Diverse Repertoire Makes Financial Sense
This past week I posted this photo on my Instagram story >>>
The captions read:
- Happy Thursday!
- Friendly reminder that as classical musicians it is important that we learn and perform works by underrepresented composers on an individual level.
- It is not enough to only push for larger classical music institutions to do the work. We also have an individual responsibility.
This is something that I strongly believe in along with finding ways to reach underprivileged communities in the classical music world. This particular photo was posted after a series of events led to a morning of intense frustrations and disappointment.
I am the Artistic Director of a non-profit whose mission is to get classical music out of the concert hall and integrate it in my city's rich art scene and community. One of my main responsibilities is finding musicians to play for various events that we organize or that we are invited to participate in. Multiple times a month email out a "call for performers" to a list of over 200 local classical musicians asking for individuals or ensembles to perform at whatever events are on the books. We have 1 volunteer event a month (a monthly variety show) and the rest of the events are paid performances. The majority of the time, I have no issue finding performers to play, especially if it is a paid event. Except for this particular event we were invited to participate in....
This particular event was hosted by an outside organization. The event was going to feature artwork by Black and Indigenous local artists, and we were to perform for an hour during the exhibition. I should mention that we asked this organization to provide us with a generous budget to compensate our performers and they gladly agreed to our number. So in my usual fashion, I craft up a call for performers email. For this particular event, I asked that musicians perform any work of their choosing by a BIPOC composer. Looking forward to seeing what the talented musicians in my area would come up with, I enthusiastically hit send and waited for responses.
...and then I kept waiting...and waiting.
Out of the over 200 musicians I emailed, I received 1 musician saying they would like to perform. One.
A week before the event, I decided to put out another call for performers and this time I expanded the repertoire that musicians could play to include works by composers of color, female composers, and composers who identify as part of the LGBTQ+ community. This led to my first feelings of frustrations as I felt like I shouldn't have to expand the type of repertoire we were looking for in order to get more musicians to participate. But, I was hopeful that more individuals would jump on the opportunity, so I hit send and waited for responses.
...and then I kept waiting...
I received one more musician who said they were interested in performing.
This was when my frustration hit the limit. As I sat at my computer trying to figure out how we were going to fill an hour of music, I couldn't help but think the reason why we were having trouble filling out the program was because we were looking for musicians to perform works by underrepresented composers. For most of our events, musicians can play whatever pieces they like by any composer and I have no issues filling up a program.

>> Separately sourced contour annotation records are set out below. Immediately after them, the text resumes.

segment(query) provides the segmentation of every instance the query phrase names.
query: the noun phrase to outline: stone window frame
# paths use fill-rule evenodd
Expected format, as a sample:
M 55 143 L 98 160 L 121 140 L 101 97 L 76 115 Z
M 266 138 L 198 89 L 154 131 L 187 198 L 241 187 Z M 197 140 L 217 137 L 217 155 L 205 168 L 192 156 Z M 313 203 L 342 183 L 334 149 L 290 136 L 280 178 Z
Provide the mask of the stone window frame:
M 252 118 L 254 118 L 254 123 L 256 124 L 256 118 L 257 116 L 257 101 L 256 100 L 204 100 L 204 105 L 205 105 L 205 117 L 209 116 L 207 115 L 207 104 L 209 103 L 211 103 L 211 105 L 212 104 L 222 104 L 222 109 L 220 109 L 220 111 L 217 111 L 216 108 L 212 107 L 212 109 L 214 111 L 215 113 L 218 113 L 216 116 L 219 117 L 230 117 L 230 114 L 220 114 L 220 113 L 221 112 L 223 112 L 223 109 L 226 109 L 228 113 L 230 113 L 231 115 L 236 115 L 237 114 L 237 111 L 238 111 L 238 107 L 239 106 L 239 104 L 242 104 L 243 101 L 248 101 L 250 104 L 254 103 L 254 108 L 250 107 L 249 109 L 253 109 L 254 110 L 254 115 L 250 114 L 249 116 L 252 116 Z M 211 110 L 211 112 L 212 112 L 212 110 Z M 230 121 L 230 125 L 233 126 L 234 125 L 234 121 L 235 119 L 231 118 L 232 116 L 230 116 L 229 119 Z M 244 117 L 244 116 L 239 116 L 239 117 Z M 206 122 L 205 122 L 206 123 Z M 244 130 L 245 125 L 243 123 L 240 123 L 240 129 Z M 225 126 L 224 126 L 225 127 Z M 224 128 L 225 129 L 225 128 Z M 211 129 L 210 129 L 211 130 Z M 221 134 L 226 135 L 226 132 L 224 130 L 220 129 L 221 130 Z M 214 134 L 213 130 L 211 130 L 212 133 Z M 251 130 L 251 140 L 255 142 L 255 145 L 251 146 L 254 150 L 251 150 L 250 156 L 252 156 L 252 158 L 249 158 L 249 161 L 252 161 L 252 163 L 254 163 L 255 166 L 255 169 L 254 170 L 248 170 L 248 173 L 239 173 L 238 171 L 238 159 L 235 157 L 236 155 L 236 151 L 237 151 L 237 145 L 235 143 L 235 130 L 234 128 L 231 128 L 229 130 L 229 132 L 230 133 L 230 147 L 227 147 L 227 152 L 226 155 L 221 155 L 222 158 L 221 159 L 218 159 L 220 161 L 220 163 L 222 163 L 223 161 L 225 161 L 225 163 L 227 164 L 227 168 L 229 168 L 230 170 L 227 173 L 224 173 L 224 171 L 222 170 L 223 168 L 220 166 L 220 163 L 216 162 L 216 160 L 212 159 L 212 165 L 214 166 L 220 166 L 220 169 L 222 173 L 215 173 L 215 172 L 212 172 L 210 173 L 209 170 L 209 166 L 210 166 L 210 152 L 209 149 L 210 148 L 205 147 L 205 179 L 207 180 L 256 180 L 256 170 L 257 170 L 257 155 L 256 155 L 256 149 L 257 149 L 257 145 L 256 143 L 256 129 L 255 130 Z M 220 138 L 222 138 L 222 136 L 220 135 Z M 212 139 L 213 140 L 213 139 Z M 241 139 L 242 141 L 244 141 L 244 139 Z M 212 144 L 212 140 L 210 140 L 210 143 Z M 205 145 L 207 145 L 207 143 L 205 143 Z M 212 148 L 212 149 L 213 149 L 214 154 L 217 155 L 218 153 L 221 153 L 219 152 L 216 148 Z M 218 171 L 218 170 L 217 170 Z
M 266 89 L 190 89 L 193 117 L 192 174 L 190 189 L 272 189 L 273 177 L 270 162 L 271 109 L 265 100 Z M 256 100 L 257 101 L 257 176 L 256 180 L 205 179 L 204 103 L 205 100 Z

So, the only conclusion I could draw was the fact that we were looking for works specifically by underrepresented composers and it seemed like out of the over 200 musicians that I emailed, only 2 players had pieces to perform that fit that stipulation.
Now, I may be grossly generalizing about the classical music world and I understand that the musicians in my area do not represent all classical musicians in the world. But, it is important for us to remember that we cannot solely rely on the larger institutions of the classical music industry like the symphony orchestras, elite chamber ensembles, conservatory's, and academia to be the only ones programming the works of underrepresented composers. We must also do this work on the individual level. (And to say "do this work" is misleading because as musicians shouldn't we always be striving to explore new repertoire and push the boundaries of our own playing??)
Now, you may be thinking to yourself "Anamarie, this has nothing to do with finance, please stay in your lane." But, on the contrary my friend, this has everything to do with personal finance.
Diversifying our repertoire on an individual level not only makes us more marketable (yes, I said the M-word), but provides instant monetary support to underrepresented composers by purchasing their works and provides new attention on their works (not to mention this is a morally and ethically important thing to do). This allows audiences to be exposed to new composers, which will lead to new opportunities and support (including monetary compensation) for these composers allowing them to compose new works for us to perform, which in turn, allows us to expand our repertoire and performing possibilities. And this is a repeatable cycle that will continue to benefit all parties. When you diversify your repertoire, you are not only supporting other classical musicians in this field (the composers), you are supporting yourself.
The financial benefits speak for themselves. Playing music by underrepresented composers opens doors and provides monetary interest for all musicians in the classical music world.